Their money was meant to help create jobs — instead it appears to have gone towards buying one man three mansions.
So claims the Securities and Exchange Commission in a case filed against Queens developer Richard Xia.
According to documents the government agency filed in federal court in the Eastern District of New York earlier this month, Xia allegedly defrauded a group of investors by using their money not for the development of two Queens real estate projects, but the purchase of three Long Island manors, Crain’s reported.
Xia used assets from his investors — who were part of the federal EB-5 visa program, which provides investors in job-creating US real estate projects with green cards — as collateral to get over $30 million in loans, which went significantly towards the acquisition of two estates in Great Neck and one in Sands Point.
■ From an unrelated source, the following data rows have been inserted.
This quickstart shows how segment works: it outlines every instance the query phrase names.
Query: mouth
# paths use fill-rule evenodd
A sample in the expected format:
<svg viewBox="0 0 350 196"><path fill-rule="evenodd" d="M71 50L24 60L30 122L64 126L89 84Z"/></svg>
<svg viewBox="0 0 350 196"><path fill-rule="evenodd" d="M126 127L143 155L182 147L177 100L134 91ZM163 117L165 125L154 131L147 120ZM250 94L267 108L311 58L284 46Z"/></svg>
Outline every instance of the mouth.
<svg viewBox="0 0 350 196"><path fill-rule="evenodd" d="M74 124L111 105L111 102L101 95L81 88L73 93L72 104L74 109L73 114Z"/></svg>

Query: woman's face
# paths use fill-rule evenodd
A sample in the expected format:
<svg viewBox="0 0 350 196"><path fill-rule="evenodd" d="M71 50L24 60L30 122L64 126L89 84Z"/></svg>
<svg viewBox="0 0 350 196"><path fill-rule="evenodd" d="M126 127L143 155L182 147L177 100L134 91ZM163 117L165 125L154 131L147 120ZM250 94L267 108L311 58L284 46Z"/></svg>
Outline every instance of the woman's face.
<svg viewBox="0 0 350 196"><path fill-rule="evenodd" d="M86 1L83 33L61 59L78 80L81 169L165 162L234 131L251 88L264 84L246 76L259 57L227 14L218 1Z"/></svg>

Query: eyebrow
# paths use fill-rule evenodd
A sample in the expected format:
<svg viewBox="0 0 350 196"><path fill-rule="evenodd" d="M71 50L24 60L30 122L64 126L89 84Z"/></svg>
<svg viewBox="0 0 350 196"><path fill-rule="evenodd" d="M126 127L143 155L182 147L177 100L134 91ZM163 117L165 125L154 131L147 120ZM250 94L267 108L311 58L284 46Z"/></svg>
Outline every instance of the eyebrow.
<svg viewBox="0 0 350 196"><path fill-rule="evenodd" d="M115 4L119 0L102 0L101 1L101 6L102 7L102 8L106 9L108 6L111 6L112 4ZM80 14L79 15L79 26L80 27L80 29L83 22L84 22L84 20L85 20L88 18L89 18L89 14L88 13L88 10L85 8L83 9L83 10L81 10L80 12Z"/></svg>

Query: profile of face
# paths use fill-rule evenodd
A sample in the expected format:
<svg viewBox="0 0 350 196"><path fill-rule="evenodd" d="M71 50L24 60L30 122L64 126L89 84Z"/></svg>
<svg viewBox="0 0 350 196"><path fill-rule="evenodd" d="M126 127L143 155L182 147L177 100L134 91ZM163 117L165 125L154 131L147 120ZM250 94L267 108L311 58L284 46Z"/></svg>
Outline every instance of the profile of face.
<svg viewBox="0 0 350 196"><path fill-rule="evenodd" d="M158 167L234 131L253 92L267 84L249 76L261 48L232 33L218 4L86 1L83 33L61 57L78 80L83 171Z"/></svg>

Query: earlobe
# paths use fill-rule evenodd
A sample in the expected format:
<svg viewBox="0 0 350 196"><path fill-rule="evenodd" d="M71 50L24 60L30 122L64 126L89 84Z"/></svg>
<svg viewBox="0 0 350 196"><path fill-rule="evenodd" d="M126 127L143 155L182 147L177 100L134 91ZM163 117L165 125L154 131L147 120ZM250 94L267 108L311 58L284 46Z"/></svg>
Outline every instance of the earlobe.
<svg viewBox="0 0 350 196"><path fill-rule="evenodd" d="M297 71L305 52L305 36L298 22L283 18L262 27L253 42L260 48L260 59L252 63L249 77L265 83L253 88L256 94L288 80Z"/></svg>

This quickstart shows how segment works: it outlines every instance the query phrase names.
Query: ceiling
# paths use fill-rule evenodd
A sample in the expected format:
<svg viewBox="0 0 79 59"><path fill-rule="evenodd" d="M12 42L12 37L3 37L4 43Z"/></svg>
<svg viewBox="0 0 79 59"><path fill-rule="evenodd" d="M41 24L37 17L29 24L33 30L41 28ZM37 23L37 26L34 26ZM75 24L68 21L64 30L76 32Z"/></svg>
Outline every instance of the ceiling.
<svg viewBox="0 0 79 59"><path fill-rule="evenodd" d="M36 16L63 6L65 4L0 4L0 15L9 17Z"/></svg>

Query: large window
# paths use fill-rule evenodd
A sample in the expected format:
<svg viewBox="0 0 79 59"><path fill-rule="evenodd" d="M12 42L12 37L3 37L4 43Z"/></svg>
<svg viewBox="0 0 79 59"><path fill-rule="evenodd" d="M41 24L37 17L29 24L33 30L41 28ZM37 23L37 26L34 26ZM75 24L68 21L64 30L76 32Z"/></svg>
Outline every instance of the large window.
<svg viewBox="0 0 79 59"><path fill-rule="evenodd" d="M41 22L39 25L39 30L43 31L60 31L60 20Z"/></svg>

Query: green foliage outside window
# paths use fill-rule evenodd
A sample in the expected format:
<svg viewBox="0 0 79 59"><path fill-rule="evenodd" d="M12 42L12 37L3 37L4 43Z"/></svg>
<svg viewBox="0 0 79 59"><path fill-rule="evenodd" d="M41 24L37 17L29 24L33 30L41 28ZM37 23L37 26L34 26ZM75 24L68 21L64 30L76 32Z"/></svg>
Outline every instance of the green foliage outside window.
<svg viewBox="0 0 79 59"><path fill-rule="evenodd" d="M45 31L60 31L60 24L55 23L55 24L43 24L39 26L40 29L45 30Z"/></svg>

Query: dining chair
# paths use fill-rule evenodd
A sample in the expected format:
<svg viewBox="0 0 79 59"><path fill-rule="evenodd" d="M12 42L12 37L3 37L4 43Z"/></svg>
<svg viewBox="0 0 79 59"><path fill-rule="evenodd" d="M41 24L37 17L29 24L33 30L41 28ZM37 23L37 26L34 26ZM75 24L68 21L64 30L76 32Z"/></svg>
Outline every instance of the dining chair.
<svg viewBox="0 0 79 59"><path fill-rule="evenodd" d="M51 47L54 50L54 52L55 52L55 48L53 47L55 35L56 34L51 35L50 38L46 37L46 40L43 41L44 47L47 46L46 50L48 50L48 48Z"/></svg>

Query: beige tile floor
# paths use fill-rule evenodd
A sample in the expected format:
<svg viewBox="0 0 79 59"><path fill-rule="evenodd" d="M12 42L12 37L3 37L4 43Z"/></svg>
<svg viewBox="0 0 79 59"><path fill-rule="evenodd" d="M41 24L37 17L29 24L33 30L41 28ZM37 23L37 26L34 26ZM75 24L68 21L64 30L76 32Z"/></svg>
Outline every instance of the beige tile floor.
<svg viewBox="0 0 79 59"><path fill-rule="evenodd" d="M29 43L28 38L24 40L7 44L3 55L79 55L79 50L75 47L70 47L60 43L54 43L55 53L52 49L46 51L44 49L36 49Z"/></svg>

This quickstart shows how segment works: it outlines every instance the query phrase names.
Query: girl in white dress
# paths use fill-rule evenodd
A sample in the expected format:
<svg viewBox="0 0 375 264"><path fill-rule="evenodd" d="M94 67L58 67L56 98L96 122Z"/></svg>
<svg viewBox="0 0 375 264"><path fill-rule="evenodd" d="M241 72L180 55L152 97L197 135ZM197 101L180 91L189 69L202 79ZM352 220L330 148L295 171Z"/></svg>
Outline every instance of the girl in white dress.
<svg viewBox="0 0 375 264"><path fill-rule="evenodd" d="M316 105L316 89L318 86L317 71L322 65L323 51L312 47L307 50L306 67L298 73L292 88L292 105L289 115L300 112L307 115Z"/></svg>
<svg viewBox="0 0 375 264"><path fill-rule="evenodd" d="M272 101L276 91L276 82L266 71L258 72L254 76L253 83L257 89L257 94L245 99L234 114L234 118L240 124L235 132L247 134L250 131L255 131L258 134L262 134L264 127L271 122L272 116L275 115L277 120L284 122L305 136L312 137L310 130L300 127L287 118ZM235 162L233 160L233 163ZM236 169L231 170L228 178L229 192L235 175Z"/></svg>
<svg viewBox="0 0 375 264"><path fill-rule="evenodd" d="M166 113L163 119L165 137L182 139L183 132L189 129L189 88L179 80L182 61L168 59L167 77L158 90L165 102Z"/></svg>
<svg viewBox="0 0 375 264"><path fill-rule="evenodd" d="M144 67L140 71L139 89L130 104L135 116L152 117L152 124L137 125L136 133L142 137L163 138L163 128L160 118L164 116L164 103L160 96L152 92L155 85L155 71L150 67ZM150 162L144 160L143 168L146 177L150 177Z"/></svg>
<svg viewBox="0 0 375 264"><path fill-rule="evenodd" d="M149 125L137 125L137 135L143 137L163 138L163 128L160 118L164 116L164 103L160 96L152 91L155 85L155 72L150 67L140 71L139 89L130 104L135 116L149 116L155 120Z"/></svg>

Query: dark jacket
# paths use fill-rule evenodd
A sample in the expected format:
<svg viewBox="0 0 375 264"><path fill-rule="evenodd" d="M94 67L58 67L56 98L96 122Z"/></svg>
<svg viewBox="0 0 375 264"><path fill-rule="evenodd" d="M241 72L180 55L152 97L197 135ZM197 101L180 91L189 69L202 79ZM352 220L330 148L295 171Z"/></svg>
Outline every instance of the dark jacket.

Meanwhile, one of the Queens projects the investors believed they were funding — a 498-room luxury hotel, convention center, retail space and performing arts center called Eastern Emerald — remains undeveloped.
The tony Long Island properties, on the other hand, are very much constructed and Xia, along with his wife, is currently living in one: a 13,000-square-foot Kings Point Road home boasting seven bedrooms, seven fireplaces and 13 bathrooms spread across 3 acres with views of the Manhattan skyline and Long Island Sound.
In a deposition defending his purchase of the property (which is under his wife’s name), Xia claimed it was a business transaction because he uses it as an office, Crain’s reported.
The other two properties are respectively an over 10,000-square-foot, nine-bedroom Middle Neck Road estate complete with tennis court, cottage and beach access which was purchased by one of Xia’s contractors; and a 12-room, 12,000-square-foot house with a four-car garage, indoor swimming pool and tennis court in Sands Point. Xia claims he purchased the latter estate with the intent to use it as a contaminated soil dumping ground.
“We still have a lot of dirt in the Eastern Emerald Project site. In order to, you know, do the work — construction — we have to dig all this dirt and dump it into a different dumping site,” Xia previously attempted to explain, Crain’s reported. “And here, this is a perfect dumping site because the big different elevations here. If you just level them, the property value could increase and … the soil can be reused.”
The SEC’s recent filings against Xia are only the latest development in the deepening legal pit his development projects have landed him in.
As of early 2021, he had been named as a defendant in over 20 project-related lawsuits, with allegations dating back to 2010.
“Since 2018, many investors have been demanding the return of their funds, including through lawsuits,” a late 2021 SEC filing states. “To date, no investor has received his or her capital contributions back. And given that the projects consist of an unfinished building and a hole in the ground with insufficient funds to complete either project, the prospects for investors to receive their capital contributions back are remote at best.”